蕭漠微笑搖頭:“四郎就別取笑我了,并無此事。”他神態光明磊落,好像真的沒有這事一樣。
嘉桐卻早就發覺溫晴對蕭漠格外傾慕,心里不信是什么偶遇,可是她也并不想當面取笑蕭漠,便接道:“若真有這樣的喜事,蕭師兄早就承認了,又怎會隱瞞?”
衛嘉棠也插嘴:“再說溫家跟我們就不是一條路上的人,提他們干嘛!”
凌軒志見這姐弟倆都幫著蕭漠說話,心里更加郁郁,但他性情一貫謙和,也說不出別的來,只端起茶來掩飾。
室內一時便陷入了尷尬的安靜中,嘉桐心里略一琢磨,起身道:“阿棠好好陪著蕭師兄和凌四哥,阿娘那里怕要找我了,我先去了。”
“知道了,阿姐放心。”嘉棠應道。
嘉桐便分別向蕭漠和凌軒志點點頭,起身出去了。
凌軒志有心挽留,當著蕭漠卻不能多說,他更想追出去,又覺得那樣太過唐突,只能留下來跟蕭漠和衛嘉棠說些不痛不癢的話,沒多一會兒就告辭回去了。

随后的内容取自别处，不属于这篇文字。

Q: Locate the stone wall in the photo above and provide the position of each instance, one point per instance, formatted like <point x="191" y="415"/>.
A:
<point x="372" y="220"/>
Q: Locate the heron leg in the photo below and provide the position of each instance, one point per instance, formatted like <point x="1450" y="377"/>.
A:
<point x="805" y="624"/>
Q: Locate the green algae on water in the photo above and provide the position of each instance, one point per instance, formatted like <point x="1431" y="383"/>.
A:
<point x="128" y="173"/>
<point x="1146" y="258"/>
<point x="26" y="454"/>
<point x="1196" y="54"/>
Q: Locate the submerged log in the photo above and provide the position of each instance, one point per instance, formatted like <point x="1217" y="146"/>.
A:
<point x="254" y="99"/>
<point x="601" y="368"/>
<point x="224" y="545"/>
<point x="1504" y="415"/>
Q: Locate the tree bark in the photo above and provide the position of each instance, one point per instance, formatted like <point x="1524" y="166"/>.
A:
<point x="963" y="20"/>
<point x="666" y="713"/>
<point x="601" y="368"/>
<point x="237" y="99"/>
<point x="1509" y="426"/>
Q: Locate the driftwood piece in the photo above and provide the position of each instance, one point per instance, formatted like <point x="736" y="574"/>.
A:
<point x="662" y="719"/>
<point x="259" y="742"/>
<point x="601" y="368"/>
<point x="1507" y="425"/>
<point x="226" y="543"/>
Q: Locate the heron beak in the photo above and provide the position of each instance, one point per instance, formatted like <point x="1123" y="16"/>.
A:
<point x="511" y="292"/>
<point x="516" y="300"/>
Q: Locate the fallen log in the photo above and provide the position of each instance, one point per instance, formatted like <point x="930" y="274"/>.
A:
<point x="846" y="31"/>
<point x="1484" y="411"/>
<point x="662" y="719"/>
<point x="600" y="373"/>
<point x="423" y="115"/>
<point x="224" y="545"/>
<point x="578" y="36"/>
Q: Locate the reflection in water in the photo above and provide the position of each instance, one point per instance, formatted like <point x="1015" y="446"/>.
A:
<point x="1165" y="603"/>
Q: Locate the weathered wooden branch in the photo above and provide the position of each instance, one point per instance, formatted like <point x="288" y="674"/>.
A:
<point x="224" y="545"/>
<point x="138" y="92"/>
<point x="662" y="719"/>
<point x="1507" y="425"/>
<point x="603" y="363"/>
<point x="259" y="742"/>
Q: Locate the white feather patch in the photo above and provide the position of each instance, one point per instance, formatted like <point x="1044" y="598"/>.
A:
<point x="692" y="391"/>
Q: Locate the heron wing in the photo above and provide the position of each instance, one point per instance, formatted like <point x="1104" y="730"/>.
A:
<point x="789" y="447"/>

蕭漠又留了一會兒,也起身告辭,他沒有直接回家,而是先去了盧家找盧文希。誰知他到了以后,盧文希卻并不在,蕭漠便留下話,讓盧文希回來以后去自己家里。
在回光德坊的途中,蕭漠一直在想凌軒志今日的表現,以及衛家姐弟倆對凌軒志的態度轉變。凌軒志平日是不會這樣打趣別人的,而他今日一見到自己三人走過來,臉色便有些僵硬……。